Dennis Hastert
Who looks worst in the Dennis Hastert sex scandal? That undoubtedly would be the former U.S. House speaker himself, who now stands accused of agreeing to pay $3.7 million in hush money to a former high school wrestler Hastert sexually abused during his teaching and coaching days in rural Illinois.Who looks best from this sordid mess? That might be Wayne Madsen, a D.C.-based investigative journalist who first reported in fall 2006 on Hastert's predilection for youthful male wrestlers. Madsen also reported in the same time frame that Hastert's sexual preferences were well known among the D.C. gay community.
Here we are in 2015, with Republican politicos expressing shock about last week's indictment, charging Hastert with lying to the FBI and violating banking laws to withdraw money for keeping his "misconduct" a secret. But Wayne Madsen broke the story, at least the crux of it, almost nine years ago.
We now know, from numerous sources, that the alleged "misconduct" mentioned in the Hastert indictment involved the homosexual molestation of a young wrestler decades ago--this from a Congressman who consistently voted against gay rights during his career.
Speaking of Republican hypocrites on gay issues, that brings us to U.S. Circuit Judge (and Alabama native) Bill Pryor. Madsen wrote in 2009 on his subscription-only site, The Wayne Madsen Report (WMR), about Pryor's connections to 1990s gay pornography, stating that the judge's secret made him a reliable and blackmailable "gatekeeper" for conservative interests on the Eleventh Circuit, which covers Alabama, Georgia, and Florida. Who might be pulling Pryor's strings on the appellate bench? Well, his campaign manager in a run for Alabama attorney general was Karl Rove, and the two reportedly remain close.
I picked up on the Pryor story in fall 2013 and produced a series of posts, along with a full-frontal photograph, that took the story national, perhaps viral. Above the Law, the most widely read law blog in the country, even picked up on the story.
Wayne Madsen
(Note: I was arrested roughly a month after I started publishing the Pryor story, ostensibly because of a defamation lawsuit filed by Republican lawyer Rob Riley. In fact, I published a post about Pryor's ties to the tobacco industry and GOP operative Jessica Medeiros Garrison on the morning of October 23, 2013. I was arrested that evening, and like Rob Riley, Garrison has filed a dubious defamation lawsuit against me, one I am fighting at this moment. Do I think it is a coincidence that my arrest was closely connected in time to my reporting on Bill Pryor?

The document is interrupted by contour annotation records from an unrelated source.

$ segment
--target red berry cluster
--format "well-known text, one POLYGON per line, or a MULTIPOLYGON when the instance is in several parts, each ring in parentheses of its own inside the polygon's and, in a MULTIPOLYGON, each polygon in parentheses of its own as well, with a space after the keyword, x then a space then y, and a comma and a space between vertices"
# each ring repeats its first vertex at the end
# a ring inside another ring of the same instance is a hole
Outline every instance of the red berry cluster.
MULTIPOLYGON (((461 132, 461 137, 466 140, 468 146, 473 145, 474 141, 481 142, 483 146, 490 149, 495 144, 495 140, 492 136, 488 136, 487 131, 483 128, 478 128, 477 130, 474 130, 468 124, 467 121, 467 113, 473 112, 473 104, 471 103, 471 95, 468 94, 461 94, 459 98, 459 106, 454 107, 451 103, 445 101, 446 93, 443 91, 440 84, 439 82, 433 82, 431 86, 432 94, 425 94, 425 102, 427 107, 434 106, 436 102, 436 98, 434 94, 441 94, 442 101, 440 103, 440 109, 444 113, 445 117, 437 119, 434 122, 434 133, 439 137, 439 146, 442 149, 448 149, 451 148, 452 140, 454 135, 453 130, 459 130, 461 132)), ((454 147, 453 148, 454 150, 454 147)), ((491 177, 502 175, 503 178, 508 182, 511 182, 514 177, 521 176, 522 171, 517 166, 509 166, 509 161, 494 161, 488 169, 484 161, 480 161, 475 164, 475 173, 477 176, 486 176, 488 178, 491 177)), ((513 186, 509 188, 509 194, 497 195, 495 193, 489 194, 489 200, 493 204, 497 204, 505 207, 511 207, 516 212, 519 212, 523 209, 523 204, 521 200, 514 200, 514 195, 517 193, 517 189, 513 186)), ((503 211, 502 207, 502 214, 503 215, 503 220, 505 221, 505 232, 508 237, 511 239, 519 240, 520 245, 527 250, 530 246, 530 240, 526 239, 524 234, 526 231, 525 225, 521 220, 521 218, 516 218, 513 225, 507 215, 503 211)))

No, I do not.)It probably is widely assumed that I broke the Bill Pryor/gay porn story, but it originated with the following item four years earlier on Wayne Madsen's Web site. (We've received permission to use certain articles from the subscription site.)

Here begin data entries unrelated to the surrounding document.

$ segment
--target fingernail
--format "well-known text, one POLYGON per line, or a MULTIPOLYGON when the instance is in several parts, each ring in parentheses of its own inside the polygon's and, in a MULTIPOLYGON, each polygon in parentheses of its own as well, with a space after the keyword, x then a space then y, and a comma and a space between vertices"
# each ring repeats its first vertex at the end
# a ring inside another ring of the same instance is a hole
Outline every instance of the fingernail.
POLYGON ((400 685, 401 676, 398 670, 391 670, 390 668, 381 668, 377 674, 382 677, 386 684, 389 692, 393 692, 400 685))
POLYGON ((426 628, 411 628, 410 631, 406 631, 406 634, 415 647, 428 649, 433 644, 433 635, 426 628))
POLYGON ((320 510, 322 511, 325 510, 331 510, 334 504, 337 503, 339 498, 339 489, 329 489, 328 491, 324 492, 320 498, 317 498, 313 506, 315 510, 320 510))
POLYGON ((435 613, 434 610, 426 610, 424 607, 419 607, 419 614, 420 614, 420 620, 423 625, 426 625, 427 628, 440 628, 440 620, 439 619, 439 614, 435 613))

June 15, 2009 -- Is there a closet door closed at the 11th Circuit Court of Appeals in Atlanta?
William H. ("Bill") Pryor, Jr., the former Attorney General of Alabama who was involved in the political prosecution by the Bush administration of Alabama Democratic Governor Don Siegelman and who squeaked by U.S. Senate confirmation after being nominated by George W. Bush to the 11th U.S. Circuit Court of Appeals, appears to have a little something in his "closet." Pryor was confirmed by the Senate in 2005 in a 53-45 vote, his nomination being secured by a bi-partisan agreement between Senator John McCain and thirteen "Gang of 14" senators to force an "up or down" vote on three stalled Bush federal court nominees. Pryor was 43 when he was sworn in as a federal judge.
According to WMR sources in Alabama, Pryor, who now acts as a gatekeeper on the 11th Circuit for the Bush interests in Florida, Alabama, and other states in the jurisdiction, advertised himself during his younger days on a gay website called "Bad Puppy." There are also rumors from informed sources that naked photographs are held by some top Republicans and conservatives as an insurance policy that Pryor rules the correct way on issues on the 11th Circuit bench.

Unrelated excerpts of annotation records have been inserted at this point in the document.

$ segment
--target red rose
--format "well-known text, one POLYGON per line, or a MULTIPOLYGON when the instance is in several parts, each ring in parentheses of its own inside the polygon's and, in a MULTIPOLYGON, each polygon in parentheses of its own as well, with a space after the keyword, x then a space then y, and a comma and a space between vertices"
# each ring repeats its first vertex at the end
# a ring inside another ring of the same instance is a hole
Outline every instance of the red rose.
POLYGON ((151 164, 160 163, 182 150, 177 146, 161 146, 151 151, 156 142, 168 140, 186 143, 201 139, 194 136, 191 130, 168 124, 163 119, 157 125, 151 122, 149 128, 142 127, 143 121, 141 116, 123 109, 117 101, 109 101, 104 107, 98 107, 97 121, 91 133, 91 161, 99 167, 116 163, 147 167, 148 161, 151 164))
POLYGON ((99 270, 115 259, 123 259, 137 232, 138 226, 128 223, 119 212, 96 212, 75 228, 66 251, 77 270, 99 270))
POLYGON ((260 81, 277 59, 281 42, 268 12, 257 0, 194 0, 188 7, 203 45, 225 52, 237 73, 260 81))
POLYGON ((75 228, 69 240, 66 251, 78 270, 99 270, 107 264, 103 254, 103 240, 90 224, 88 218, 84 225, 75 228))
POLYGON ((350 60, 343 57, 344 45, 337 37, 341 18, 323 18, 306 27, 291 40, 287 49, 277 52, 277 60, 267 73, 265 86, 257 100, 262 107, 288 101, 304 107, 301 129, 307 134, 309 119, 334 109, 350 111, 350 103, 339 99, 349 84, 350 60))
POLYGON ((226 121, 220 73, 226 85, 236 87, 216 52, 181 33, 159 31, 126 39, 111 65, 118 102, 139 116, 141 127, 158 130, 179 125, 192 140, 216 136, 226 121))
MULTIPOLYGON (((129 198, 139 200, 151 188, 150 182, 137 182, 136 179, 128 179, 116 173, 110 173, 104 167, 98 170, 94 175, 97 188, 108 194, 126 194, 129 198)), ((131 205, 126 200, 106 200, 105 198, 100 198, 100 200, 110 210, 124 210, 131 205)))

Wayne Madsen is a polarizing figure in the world of journalism. He seems to have developed enemies on the left and on the right.
I've found that journalists who have bipartisan enemies are usually the sort who take on tough stories and report accurately about them. Madsen clearly was way ahead of the pack on the Dennis Hastert story. We will provide ample evidence of that in an upcoming post.